写真左=オールドサイゴン、同中=ビアホール トピ、同右=台湾ダイニング心

 10月22日のまち歩きは、長野にある世界の食堂を巡る趣向。案内人は、これまでに世界50カ国を訪問し、長野に住む外国人と交流がある日本語教師の柳沢早紀さん。この日は外国料理が食べられる4店を選び、参加者を連れて行ってくれた。各店では食事をする時間はなかったが、店内に入って雰囲気を味わい、店主らの話を聞いた。

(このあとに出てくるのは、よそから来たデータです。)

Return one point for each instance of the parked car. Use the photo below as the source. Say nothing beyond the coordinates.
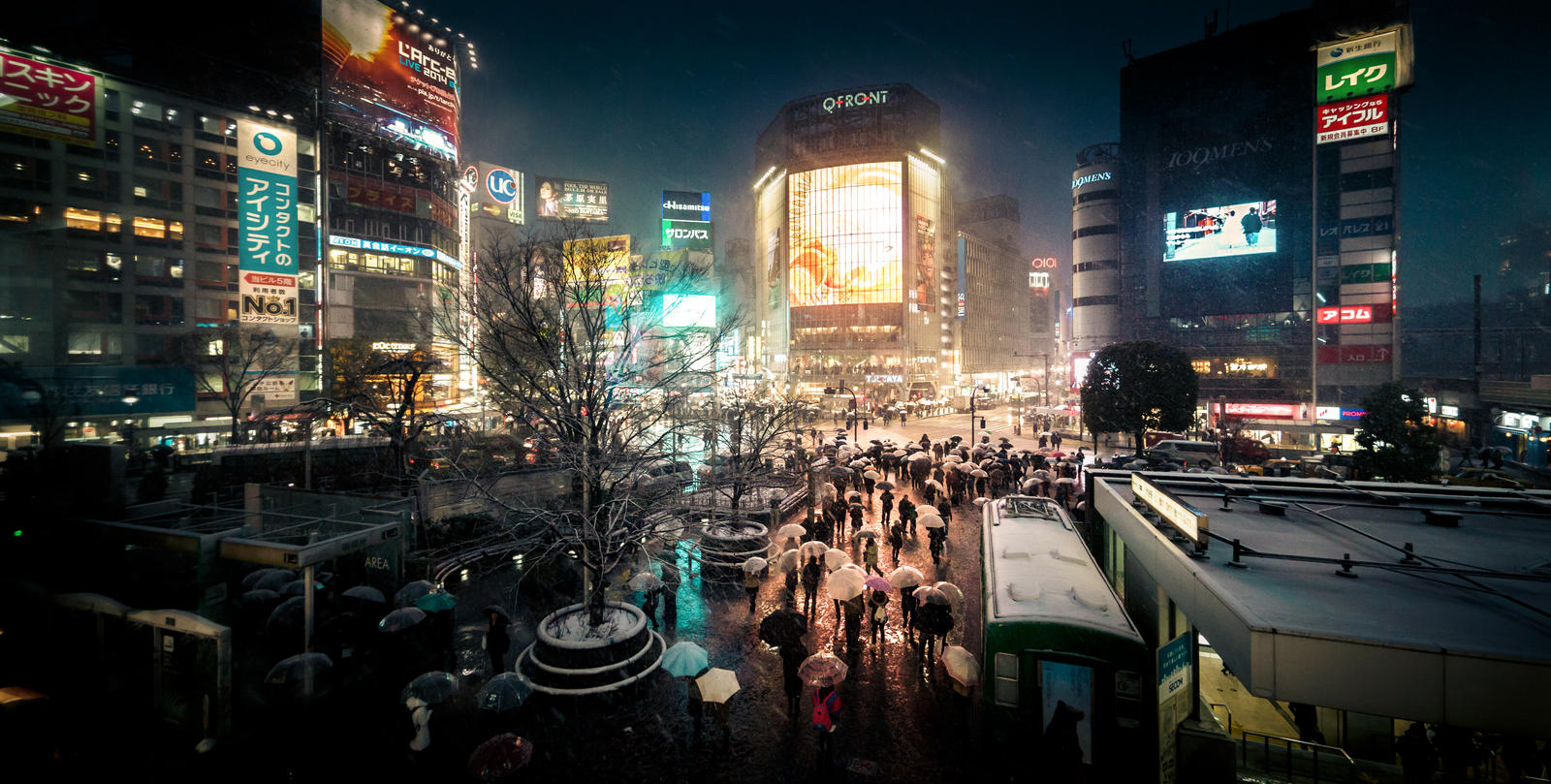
(1483, 478)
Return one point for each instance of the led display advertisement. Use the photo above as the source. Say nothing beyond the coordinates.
(686, 235)
(1214, 233)
(268, 222)
(845, 235)
(689, 310)
(388, 75)
(48, 101)
(560, 199)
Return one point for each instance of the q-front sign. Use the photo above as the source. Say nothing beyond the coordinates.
(1183, 517)
(855, 100)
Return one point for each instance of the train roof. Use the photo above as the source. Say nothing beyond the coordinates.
(1039, 569)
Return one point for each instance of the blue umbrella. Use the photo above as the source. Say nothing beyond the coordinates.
(684, 659)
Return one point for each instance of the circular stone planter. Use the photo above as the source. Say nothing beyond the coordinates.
(570, 657)
(726, 544)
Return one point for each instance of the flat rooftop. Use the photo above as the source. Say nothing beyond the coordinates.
(1330, 608)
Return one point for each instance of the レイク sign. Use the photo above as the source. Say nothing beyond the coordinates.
(855, 100)
(1353, 119)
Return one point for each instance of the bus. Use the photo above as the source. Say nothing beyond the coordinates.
(1060, 652)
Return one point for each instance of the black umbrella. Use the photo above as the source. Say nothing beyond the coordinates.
(783, 628)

 初めに訪れたのは権堂アーケード通り。中央通り寄りにある「オールドサイゴン」はベトナム料理店。同国ホーチミン出身の店主・タムさんが、「長野のベトナム人がいつでも故郷の味を食べられるように」と今年開いた。

 ベトナム風サンドイッチ「バインミー」や、米粉の麺料理「フォー」など本場の味を楽しめる。店の外に低いテーブルと椅子が並ぶのも現地の屋台風だ。

旅の思い出を語る世界食堂の店主・大久保さん

 権堂アーケードを大通り方面へ歩くと、鮮やかな青色の外観が目出つ「ライブレストラン ビアホール トピ」がある。ギタリストでもあるオーナー酒井孝之さんが開店して6年目。店の奥にはグランドピアノが置かれ、ジャズやポップスのライブが定期的に行われる。

 料理は、インドとネパール出身のコックが作る本場のカレーとナン。カウンターの中にナンを焼くタンドール窯があり、200度という高温の中に手を入れて作る。カレーには甘みがあるが、これはカシューナッツが入っているためだそうだ。

 アーケードをもう少し大通り寄りに行くと、焼き肉店の2階に「世界食堂」がある。店主の大久保邦博さん(60)は、サラリーマンだった47歳の時に米国に旅して世界旅行に目覚め、脱サラして80カ国を訪問。店は10年前、旅好きや外国人が集まって旅の話ができるように—と開いた。

 世界の料理を月替わりで提供。取材時はインドネシアの「ルンダン」。12月はタイカレーが出る予定だ。営業は金・土曜が基本だが、それ以外に開店する日もあるという。

 最後に訪ねたのは南千歳の「台湾ダイニング(心)(しん)」。台湾出身の店主桜井英治さんが本場の台湾料理を提供。人気は煮込んだ豚肉をご飯にかけたルーロー飯で、台湾でポピュラーなメニューだという。

 「皆さんに教えたいお店はほかにもたくさん」と柳沢さん。長野の街には世界各国の料理店が多くある。気になりつつも入ったことのない店を訪ねてみようと思った。

 竹内大介

 

11月のながの門前まちあるき

 16日(水)13:00〜15:00、「お誕生日じゃない日の楽しみ〜本と芝生と」。案内人は合同会社キキCo-Founder代表社員の川向思季さん。

 19日(土)10:00〜12:00、「あの頃のじぶんとあるく」。案内人は古着屋TRIANGLE店主の青木寛和さん。

 定員は各10人。参加費1000円(学生500円)。